Before people started accepting news in free form as whatever was trending on social media, we were encouraging business and government to work together. We called it by various names such as business-government partnerships but the essential component was the need to understand that the ultimate beneficiary was supposed to be the Canadian public.
In the late 1980s, one of the more remarkable examples of this partnership was SkyDome in Toronto, where the Blue Jays came to play baseball. At a shared public-private cost of around $600 million, few people really understood the benefits to the people of Toronto, of Ontario or Canada.
For one, it put more lustre for Toronto on the world map. It generated billions in tourism. It drove a steady stream of rebuilding to that part of Canada’s largest city. It helped bring Toronto to life. At least it did until ignorant provincial politicians paid off the debt of about $400 million and sold the building to private interests, including Labatt Breweries, for $151 million. Which seemed like quite a bargain despite the continued financial problems of the time. Labatt’s solution was to sell SkyDome in 2004 to Rogers Communications for $25 million.
But the death knell of any landmark is when you try to give it a new and commercial name. It is still our SkyDome, to us old time baseball fans.
But would you believe that these people who got SkyDome for a song, are now talking about tearing it down.
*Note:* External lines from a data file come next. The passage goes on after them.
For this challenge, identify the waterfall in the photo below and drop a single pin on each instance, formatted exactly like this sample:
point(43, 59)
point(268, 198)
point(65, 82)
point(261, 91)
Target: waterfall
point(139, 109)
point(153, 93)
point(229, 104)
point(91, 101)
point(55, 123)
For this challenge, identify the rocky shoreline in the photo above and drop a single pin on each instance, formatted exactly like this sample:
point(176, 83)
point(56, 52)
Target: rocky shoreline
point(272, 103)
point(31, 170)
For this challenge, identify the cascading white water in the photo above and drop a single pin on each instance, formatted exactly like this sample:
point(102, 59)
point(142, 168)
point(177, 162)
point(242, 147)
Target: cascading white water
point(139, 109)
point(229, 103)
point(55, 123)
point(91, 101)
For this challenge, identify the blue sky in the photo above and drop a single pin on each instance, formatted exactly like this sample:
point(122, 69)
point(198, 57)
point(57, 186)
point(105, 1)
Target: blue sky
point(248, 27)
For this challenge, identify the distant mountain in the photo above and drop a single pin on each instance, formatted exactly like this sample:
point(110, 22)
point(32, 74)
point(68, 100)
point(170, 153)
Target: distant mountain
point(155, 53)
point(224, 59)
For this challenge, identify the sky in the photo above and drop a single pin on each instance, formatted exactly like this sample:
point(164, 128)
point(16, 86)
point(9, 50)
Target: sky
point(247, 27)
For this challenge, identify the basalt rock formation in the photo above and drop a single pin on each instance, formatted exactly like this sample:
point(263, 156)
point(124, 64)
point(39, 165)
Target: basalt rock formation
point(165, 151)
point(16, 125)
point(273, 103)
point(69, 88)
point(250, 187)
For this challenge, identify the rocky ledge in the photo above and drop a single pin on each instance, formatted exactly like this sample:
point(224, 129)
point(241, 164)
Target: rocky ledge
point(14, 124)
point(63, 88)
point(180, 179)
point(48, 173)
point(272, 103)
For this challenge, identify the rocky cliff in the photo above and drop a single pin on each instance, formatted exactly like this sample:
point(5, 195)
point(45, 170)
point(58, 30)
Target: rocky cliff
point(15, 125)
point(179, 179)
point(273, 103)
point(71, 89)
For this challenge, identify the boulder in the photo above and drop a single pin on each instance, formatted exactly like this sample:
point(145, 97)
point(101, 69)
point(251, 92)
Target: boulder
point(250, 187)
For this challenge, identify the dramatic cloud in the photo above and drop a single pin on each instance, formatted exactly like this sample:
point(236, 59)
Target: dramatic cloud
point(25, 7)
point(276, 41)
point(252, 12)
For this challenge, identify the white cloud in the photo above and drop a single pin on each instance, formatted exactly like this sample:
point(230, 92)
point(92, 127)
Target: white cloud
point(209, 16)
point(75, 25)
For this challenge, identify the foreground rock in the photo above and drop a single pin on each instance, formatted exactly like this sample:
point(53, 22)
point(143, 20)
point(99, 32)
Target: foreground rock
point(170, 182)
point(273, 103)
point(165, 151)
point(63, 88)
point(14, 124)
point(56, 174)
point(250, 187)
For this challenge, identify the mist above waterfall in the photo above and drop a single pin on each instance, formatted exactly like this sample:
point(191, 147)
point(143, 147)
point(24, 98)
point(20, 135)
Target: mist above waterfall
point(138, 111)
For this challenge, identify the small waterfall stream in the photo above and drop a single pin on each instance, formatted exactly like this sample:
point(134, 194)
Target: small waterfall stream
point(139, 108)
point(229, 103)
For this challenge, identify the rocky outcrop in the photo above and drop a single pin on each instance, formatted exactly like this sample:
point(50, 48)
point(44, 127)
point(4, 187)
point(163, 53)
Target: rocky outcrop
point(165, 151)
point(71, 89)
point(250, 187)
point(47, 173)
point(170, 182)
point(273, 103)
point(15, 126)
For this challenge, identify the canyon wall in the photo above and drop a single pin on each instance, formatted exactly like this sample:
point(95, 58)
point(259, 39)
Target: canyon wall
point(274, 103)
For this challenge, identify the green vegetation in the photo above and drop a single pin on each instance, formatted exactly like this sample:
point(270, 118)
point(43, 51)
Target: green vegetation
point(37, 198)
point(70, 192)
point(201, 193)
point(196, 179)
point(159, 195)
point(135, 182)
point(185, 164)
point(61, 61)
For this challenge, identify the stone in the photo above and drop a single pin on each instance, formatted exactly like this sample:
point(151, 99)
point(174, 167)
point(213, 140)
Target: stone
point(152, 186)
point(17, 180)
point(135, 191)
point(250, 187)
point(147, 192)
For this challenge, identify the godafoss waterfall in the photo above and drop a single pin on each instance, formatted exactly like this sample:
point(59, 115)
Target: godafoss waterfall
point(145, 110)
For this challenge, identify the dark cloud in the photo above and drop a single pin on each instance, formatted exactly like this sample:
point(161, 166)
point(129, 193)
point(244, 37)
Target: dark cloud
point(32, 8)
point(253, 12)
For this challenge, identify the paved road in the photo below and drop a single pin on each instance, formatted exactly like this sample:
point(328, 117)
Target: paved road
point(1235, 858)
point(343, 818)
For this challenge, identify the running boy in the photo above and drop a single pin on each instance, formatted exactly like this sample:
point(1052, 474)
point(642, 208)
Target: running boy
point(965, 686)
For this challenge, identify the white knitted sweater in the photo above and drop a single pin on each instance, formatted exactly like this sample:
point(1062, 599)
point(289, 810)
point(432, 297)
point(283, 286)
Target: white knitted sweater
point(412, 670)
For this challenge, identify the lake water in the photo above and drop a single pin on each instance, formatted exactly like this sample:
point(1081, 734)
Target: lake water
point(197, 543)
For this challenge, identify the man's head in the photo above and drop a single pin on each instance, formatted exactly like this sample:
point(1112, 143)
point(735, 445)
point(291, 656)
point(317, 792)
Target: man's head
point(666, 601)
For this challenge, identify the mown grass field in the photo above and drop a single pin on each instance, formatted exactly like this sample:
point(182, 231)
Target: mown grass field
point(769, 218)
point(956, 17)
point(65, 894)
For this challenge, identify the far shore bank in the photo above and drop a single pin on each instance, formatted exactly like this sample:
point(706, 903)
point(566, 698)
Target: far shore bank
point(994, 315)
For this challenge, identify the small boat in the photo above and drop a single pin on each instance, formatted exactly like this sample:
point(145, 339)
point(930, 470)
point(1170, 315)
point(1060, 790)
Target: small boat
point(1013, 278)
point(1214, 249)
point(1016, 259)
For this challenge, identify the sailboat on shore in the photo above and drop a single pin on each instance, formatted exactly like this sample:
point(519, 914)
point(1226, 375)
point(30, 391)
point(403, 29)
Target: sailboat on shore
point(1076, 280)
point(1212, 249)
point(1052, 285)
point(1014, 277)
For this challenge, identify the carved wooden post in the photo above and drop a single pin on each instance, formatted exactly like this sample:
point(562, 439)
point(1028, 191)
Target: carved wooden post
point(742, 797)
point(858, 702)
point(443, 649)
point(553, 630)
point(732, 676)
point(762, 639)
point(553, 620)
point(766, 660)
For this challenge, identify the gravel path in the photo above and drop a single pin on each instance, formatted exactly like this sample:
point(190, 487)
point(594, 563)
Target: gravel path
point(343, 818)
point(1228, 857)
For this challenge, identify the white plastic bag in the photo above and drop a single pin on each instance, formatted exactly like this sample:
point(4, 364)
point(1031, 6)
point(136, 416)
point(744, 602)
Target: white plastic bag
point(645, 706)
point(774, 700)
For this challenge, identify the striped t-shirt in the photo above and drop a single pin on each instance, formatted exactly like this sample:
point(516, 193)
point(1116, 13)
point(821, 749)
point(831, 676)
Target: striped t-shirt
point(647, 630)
They think they can build another smaller baseball park, with natural grass, nearby.
This new park would be further ‘enhanced,’ according to the proponents with new condominiums and office towers to improve the revenues from the property.
Luckily, the land that SkyDome sits on is not part of the deal for which these schemers paid so little. The lands are leased from a federal government-owned company that specify the only use for these old railway lands is for a ball park and entertainment facility. We might be lucky if this agency says ‘No’ to this new plan.